Given the cost of switching platforms — both in money and time — and the fact that none of the three platforms was clearly superior over the others, the Scripps researchers decided to keep their Illumina sequencer, which they have since upgraded to a GA II with a paired-end module.
"For now, we are going to stay with the Illumina," Harismendy said. "We are happy with this platform, we have optimized all the steps, so we will keep that. And the third generation of sequencers is around the corner. It would be, maybe, a bad time to switch."
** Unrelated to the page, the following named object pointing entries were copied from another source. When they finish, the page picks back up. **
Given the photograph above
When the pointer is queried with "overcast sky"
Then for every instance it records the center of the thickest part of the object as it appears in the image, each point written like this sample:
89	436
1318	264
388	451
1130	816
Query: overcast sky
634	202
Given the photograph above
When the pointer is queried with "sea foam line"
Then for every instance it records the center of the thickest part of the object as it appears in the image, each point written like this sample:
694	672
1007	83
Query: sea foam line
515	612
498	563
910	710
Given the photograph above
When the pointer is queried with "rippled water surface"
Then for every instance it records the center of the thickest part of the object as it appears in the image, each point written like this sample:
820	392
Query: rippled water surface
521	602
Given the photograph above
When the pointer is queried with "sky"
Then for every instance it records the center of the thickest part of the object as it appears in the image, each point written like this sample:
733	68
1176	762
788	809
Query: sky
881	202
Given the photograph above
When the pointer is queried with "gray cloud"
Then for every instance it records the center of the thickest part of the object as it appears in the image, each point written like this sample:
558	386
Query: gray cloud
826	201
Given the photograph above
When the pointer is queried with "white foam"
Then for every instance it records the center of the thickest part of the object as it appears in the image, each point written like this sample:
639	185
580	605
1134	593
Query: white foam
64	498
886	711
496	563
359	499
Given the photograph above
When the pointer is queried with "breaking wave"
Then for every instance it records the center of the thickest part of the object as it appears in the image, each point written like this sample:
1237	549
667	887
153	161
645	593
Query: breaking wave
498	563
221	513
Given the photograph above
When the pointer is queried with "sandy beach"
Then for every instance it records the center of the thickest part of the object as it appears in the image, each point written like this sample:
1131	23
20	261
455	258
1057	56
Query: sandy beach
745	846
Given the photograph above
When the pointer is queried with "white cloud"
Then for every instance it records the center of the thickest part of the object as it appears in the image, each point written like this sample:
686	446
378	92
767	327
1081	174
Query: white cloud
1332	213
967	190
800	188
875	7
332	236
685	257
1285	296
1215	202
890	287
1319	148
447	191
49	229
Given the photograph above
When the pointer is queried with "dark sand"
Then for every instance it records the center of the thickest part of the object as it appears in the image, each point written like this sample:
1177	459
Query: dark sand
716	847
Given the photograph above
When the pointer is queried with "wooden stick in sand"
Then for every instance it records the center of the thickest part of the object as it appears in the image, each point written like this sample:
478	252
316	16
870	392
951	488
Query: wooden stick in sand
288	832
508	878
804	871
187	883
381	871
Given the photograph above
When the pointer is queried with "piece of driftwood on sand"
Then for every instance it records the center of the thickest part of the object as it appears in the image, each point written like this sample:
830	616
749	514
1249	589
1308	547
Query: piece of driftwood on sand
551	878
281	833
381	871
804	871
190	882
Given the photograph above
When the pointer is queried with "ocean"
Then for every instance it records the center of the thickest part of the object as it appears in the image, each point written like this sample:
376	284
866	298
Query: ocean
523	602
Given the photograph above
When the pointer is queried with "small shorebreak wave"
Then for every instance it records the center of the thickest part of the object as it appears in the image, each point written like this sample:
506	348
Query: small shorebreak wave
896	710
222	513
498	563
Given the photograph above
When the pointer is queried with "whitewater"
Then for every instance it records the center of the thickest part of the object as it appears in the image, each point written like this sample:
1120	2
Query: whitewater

Frazer said that a number of research groups are currently using second-generation platforms to sequence intervals from genome-wide association studies in order to find low-frequency functional variants, and she predicted that results from such studies will be published within the next six months or so.
Her own team has already applied the approach, using their Illumina GA, in two studies of risk factors for coronary artery disease and morbid obesity. In one study, the researchers sequenced a 200-kilobase region with a haplotype that has been highly associated with coronary artery disease in 25 carriers and 25 controls.
In the other, a collaboration with Sanofi Aventis, they sequenced a 200-kilobase interval associated with the endocannabinoid pathway in 150 individuals with morbid obesity and 150 controls. Sequencing for both studies is completed, and the analysis is ongoing.